Algorithms¶

phonemenal provides three complementary phonetic similarity algorithms. Each captures a different aspect of how words sound alike, and all return normalized scores between 0.0 (completely different) and 1.0 (identical).

Overview¶

Algorithm	What It Measures	Strengths	Weaknesses
PPC-A	Positional phoneme overlap	Captures structural similarity; sensitive to phoneme position	Can overweight shared padding in short words
PLD	Syllable-level edit distance	Mirrors perceptual syllable grouping; stress-aware	Requires CMU dict; coarser than phoneme-level
LCS	Longest common subsequence	Robust to insertions; good fallback	Order-sensitive; ignores phoneme position
Composite	Weighted average of all three	Balanced; configurable	Only as good as its components

PPC-A — Positional Phoneme Correlation (Absolute)¶

PPC-A measures how much of the positional phoneme structure two words share.

How It Works¶

Retrieve pronunciations from the CMU Pronouncing Dictionary
Build positional combinations — for each phoneme at index i, create pairs with its neighbors: (phoneme_i, phoneme_i+1), (phoneme_i, phoneme_i-1), with boundary padding
Compute set intersection between the two words' combination sets
Normalize by the size of the union

from phonemenal import similarity

score = similarity.ppc("crowd", "crown")

# With details
score, details = similarity.ppc("crowd", "crown", raw=True)
# details includes pronunciations, combo sets, intersection info

When to Use¶

Best for words of similar length where positional overlap matters
Good at distinguishing "crowd" vs "crown" (differ only in final consonant) from "crowd" vs "clown" (differ in structure)

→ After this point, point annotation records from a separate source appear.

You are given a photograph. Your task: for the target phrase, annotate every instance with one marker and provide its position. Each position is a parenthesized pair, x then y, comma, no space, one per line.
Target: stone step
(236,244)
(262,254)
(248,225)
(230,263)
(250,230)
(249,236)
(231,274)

PLD — Phoneme Levenshtein Distance¶

PLD computes edit distance at the syllable level rather than individual phonemes, reflecting how humans perceive speech as syllable groups.

How It Works¶

Retrieve pronunciations from CMU dict
Split into syllables using stress markers (vowels with 0/1/2 stress digits mark syllable nuclei)
Compute Levenshtein distance between syllable sequences using RapidFuzz, where each syllable is an atomic token
Normalize to 0.0–1.0: 1 - (distance / max_syllables)

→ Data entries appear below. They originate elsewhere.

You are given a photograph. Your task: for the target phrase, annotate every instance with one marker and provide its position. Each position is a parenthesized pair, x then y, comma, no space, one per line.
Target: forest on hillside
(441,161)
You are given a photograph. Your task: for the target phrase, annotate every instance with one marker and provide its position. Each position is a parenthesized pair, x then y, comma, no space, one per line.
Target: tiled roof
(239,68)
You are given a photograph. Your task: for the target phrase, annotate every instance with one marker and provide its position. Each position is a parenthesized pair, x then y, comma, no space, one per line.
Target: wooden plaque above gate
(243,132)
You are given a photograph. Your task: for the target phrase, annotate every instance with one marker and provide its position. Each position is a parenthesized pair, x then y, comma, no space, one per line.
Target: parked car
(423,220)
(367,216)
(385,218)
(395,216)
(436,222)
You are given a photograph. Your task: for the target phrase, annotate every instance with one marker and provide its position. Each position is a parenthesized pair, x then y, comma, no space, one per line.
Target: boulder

from phonemenal import similarity

score = similarity.pld("elastic", "fantastic")

# With details
score, details = similarity.pld("elastic", "fantastic", raw=True)
# details includes syllable breakdowns for both words

When to Use¶

Best for words with different lengths where syllable structure matters
Captures that "elastic" and "fantastic" share the "-astic" syllable pattern
More perceptually aligned than raw phoneme comparison

LCS — Longest Common Subsequence¶

LCS finds the longest subsequence common to both phoneme sequences and normalizes by total length.

How It Works¶

Retrieve phoneme sequences from CMU dict (or fall back to raw characters)
Compute LCS via dynamic programming
Normalize: (2 * lcs_length) / (len(seq1) + len(seq2))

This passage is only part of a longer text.